ETFs are often heralded for their tax efficiency, but that doesn’t mean they are exempt from paying capital gains distributions when profits from the sale of securities have to be recorded at the fund level.
Investors have to pay federal taxes on capital gains distributions, something that’s in sharper focus these days given that an expected overhaul of the U.S. tax code next year could mean significantly higher cap gains taxes starting in 2013.
“While ETFs can be highly tax-efficient investment products, many investors are surprised to find out that it’s possible to owe taxes on capital gains distributions made by ETFs even if they didn’t sell the security at a gain that year,” Patrick Dunne, iShares’ head of global markets and investments, said today in a press release.
“When it comes to tax efficiency, investors need to be asking the right questions or they may get a surprise in their tax bill at the end of the year,” he added.
The funds, and their expected capital gains distributions, include:
- iShares Core Total U.S. Bond Market ETF (NYSEArca: AGG), 35 to 44 basis points.
- iShares Barclays GNMA Bond Fund (NYSEArca: GNMA), 53 to 65 basis points.

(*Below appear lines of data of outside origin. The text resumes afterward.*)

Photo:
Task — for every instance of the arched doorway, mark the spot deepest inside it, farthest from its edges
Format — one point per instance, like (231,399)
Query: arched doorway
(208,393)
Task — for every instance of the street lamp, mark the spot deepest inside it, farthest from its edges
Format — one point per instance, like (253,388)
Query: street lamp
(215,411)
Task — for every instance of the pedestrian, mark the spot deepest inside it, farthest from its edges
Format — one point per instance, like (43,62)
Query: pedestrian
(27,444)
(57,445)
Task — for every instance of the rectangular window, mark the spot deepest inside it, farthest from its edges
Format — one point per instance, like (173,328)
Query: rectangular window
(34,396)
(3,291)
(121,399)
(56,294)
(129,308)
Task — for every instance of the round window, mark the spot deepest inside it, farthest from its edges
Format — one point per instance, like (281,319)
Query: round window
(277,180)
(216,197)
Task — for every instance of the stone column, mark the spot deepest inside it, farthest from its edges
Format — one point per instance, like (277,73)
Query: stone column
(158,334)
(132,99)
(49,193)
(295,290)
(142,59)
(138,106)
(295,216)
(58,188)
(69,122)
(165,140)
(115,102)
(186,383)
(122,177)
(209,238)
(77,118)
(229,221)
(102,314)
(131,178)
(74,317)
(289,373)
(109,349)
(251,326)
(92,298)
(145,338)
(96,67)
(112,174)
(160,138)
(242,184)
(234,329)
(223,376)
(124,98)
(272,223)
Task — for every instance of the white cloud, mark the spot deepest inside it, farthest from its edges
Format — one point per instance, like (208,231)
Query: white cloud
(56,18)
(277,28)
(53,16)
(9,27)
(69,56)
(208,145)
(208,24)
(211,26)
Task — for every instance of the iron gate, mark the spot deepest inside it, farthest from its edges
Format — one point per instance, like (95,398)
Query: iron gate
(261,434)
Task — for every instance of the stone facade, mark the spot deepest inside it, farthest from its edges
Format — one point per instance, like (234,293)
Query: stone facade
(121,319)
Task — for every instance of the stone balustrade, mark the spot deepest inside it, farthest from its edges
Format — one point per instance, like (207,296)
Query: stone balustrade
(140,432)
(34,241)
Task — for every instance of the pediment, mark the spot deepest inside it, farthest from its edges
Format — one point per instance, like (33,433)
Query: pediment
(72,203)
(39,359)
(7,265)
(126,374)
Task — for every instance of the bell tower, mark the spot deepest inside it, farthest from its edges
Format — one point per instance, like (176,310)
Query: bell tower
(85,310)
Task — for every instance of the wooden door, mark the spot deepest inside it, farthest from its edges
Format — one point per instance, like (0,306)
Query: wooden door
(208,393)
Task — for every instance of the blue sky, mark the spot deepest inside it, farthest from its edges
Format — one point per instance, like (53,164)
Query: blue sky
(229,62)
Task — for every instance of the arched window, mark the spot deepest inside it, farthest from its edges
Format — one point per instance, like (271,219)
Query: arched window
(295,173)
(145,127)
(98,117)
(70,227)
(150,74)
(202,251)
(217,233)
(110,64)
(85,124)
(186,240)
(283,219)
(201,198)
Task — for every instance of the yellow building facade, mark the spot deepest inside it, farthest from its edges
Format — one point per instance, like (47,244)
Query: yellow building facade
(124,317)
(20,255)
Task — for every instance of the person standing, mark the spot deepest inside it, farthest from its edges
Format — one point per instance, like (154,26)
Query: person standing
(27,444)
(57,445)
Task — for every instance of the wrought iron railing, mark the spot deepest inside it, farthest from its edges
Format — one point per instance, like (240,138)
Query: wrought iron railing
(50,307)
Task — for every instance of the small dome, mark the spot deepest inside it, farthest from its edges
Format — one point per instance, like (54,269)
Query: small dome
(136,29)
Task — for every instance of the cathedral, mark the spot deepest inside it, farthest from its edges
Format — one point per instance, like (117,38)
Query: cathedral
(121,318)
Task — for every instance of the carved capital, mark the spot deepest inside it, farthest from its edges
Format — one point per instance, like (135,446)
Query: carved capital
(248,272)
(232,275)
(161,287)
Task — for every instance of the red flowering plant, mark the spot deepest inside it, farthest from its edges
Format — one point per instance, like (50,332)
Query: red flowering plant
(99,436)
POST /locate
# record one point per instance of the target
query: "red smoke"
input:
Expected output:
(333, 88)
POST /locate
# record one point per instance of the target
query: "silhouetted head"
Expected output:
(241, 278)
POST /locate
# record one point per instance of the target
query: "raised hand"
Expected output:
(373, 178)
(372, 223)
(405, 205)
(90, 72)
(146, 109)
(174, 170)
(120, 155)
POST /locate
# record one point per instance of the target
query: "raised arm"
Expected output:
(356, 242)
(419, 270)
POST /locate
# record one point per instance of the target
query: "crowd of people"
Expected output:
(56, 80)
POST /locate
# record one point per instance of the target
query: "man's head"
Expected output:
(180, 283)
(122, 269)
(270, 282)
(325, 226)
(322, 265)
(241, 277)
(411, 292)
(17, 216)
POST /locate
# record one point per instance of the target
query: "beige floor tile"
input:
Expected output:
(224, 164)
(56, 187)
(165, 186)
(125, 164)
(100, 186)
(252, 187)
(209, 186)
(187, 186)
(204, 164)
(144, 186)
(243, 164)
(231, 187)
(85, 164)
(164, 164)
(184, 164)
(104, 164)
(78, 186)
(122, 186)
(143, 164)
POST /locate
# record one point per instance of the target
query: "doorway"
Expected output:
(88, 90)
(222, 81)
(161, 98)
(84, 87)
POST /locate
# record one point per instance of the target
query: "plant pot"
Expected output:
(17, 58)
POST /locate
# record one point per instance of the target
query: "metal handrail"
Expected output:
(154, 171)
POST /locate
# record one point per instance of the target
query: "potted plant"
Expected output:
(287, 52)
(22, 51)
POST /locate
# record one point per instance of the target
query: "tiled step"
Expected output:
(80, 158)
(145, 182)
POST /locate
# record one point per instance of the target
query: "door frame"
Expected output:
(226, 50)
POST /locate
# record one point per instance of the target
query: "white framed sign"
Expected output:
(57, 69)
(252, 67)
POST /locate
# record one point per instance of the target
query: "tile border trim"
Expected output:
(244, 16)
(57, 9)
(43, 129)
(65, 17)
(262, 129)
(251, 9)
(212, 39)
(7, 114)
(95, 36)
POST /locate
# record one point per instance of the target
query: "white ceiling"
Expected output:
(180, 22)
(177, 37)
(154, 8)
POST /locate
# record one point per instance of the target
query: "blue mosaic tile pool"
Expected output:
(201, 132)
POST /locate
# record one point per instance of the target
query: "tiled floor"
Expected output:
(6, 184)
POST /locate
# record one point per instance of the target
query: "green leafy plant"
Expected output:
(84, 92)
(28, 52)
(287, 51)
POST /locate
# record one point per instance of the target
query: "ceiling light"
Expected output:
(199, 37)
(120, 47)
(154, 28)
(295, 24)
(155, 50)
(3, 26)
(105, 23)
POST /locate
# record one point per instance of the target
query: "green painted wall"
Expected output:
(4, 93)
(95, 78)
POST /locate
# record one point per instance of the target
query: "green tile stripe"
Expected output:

- iShares iBoxx $ Investment Grade Corporate Bond Fund (NYSEArca: LQD), 0 to 1 basis point.
- iShares Barclays MBS Bond Fund (NYSEArca: MBB), 19 to 23 basis points.
- iShares Financials Sector Bond Fund (NYSEArca: MONY), 45 to 55 basis points.
Capital gains distributions for the ETFs will be deducted from the funds’ assets and set aside for payment on Dec. 3, with actual distributions being paid to shareholders on Dec. 7, the company said in the release.